A bullet can precess and still be stable. Precession, as noted, is a yawing of the bullet motion axis along the flight path while in flight.
In fact, to some degree, all bullets precess in flight.
Stability should not be looked at as a bullet purely spinning about its own geometric axis, aligned precisely with the axis of the flight path (technically what many would think of is really the the instantaneous tangent to the flight path). Bullets just don't act like that.
A good quick read on some of this is in the A-Square manual: "Any Shot You Want", pages 117-127, where bullet penetration is discussed.
Bullet rotation keeps the bullet stable while penetrating an object as well.
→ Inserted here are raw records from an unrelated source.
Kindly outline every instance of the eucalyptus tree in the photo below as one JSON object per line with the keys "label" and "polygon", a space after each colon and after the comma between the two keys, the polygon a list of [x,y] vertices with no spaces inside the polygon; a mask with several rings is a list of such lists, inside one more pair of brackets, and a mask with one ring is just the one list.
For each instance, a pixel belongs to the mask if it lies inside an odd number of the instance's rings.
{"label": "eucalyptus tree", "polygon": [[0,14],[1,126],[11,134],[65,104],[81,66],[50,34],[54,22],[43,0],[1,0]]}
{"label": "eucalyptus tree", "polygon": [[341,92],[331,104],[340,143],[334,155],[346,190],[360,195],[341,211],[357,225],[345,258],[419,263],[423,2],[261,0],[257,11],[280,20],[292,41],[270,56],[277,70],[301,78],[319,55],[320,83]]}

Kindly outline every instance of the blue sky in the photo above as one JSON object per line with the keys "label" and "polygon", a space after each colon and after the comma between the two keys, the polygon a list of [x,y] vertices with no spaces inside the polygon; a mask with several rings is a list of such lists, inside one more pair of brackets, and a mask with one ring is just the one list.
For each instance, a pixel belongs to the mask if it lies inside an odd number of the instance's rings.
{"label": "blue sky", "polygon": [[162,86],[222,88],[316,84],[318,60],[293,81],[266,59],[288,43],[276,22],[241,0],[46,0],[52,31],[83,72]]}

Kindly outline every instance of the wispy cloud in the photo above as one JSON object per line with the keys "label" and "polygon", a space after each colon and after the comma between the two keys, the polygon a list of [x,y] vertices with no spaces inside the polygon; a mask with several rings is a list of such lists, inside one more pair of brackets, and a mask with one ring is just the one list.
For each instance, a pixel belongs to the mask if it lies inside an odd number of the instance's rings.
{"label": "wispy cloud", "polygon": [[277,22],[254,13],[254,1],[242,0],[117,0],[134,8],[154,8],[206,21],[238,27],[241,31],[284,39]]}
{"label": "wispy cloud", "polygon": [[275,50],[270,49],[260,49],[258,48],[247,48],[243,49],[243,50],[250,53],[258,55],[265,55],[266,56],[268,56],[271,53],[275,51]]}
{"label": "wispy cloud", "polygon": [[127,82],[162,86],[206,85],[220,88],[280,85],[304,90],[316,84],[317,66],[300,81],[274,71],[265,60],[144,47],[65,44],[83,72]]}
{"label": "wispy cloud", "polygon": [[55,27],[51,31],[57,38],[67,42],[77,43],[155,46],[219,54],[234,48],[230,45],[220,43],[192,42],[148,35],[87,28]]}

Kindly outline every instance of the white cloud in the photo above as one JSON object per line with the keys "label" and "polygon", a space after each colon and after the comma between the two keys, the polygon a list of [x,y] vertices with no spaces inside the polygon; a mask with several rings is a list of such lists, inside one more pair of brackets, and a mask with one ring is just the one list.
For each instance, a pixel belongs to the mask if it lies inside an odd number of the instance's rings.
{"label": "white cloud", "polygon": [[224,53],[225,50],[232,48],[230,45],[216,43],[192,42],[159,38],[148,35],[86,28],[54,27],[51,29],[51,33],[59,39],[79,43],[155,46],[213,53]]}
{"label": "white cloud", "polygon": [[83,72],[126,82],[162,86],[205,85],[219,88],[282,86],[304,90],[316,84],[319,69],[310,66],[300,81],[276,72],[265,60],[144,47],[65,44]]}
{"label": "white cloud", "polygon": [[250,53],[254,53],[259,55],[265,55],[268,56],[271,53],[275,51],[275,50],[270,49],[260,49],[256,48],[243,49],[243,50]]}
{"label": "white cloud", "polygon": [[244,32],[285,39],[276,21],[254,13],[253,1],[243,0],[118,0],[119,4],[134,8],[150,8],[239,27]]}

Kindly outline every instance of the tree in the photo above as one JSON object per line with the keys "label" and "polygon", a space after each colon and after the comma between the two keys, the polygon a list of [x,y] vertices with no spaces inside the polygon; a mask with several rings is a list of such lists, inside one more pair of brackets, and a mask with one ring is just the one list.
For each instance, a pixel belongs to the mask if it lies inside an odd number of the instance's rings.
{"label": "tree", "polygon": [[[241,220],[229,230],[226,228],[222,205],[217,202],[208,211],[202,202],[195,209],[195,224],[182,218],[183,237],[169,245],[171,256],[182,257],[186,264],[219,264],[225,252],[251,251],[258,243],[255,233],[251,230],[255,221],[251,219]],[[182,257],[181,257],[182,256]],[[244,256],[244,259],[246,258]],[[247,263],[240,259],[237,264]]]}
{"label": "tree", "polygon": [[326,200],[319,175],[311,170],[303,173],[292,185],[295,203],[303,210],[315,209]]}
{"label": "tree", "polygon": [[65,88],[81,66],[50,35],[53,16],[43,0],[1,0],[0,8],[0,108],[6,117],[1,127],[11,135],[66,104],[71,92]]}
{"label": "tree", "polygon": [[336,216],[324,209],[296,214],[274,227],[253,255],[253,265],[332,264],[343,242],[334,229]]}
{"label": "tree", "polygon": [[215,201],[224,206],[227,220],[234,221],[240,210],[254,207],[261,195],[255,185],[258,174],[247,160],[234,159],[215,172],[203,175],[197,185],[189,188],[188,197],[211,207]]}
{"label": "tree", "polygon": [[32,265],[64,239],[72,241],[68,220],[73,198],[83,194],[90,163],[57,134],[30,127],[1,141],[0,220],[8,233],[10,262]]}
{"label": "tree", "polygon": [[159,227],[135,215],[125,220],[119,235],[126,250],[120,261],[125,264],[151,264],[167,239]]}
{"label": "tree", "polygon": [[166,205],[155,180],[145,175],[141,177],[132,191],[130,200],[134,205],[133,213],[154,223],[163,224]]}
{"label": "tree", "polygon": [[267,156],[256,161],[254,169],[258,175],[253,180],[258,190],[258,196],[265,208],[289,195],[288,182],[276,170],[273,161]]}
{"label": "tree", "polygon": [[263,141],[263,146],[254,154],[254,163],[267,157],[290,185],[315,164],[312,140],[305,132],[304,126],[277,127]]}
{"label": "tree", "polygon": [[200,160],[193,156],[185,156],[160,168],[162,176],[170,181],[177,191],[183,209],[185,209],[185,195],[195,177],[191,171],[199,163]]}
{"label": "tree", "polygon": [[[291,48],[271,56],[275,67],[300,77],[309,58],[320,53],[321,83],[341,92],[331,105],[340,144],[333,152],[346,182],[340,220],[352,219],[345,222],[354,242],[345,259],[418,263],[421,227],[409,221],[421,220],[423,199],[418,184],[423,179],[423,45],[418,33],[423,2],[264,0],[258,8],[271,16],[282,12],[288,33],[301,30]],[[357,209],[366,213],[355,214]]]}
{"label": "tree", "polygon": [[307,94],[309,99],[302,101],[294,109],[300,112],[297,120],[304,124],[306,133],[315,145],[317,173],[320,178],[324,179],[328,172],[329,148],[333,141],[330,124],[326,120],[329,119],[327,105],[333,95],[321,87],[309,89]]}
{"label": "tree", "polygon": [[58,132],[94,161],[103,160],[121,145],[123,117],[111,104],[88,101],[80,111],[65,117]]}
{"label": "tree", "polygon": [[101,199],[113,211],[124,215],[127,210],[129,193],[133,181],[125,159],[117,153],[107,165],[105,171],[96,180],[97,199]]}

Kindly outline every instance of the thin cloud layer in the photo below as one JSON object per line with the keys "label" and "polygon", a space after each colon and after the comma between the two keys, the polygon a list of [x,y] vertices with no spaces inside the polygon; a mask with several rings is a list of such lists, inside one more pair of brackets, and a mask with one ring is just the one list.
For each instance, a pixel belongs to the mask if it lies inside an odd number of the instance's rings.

Distinctly, on page 118 it states: "The bullet retains the vast majority of its rotational velocity throughout its flight."
A final note:
Marginally stabilized bullets (just enough rifling twist) are poor penetrators.
"Over twisted" guns (a significantly higher rate of twist than necessary for flight stability) produce better penetration in game. Why? As the bullet expands its frontal area it requires more spin to remain stable than an undistorted form (Corrected / expanded: initial spin must be high enough that Sufficient spin rate is Maintained to keep the bullet stable during expansion, as conservation of momentum dictates that rotational Velocity will Slow as the bullet expands). It can NOT speed up (edited / expanded, the bullet can not gain rotational momentum), the forces are long gone to do that. It must be spinning fast enough that it Can expand and Still be stable. This would be "over stabilized" for pure flight in air.
A thing I remember being told (older V'Nam era gents w/ knowledge might confirm): Early M16s were provided for combat use w/ twist & bullet weight/form that produced a somewhat "threshold stability" of the bullet in flight, with the Express Intent to have the bullet Destabilize once in the target body, to create a larger wound channel. FMJs don't really expand, a bullet badly yawing or tumbling causes a bigger hole. At least I was told the designers did this.
Must not have worked out too well, I was also told this wasn't kept up too long. Perhaps the twist was increased, pretty sure the bullets were redesigned. Likely both.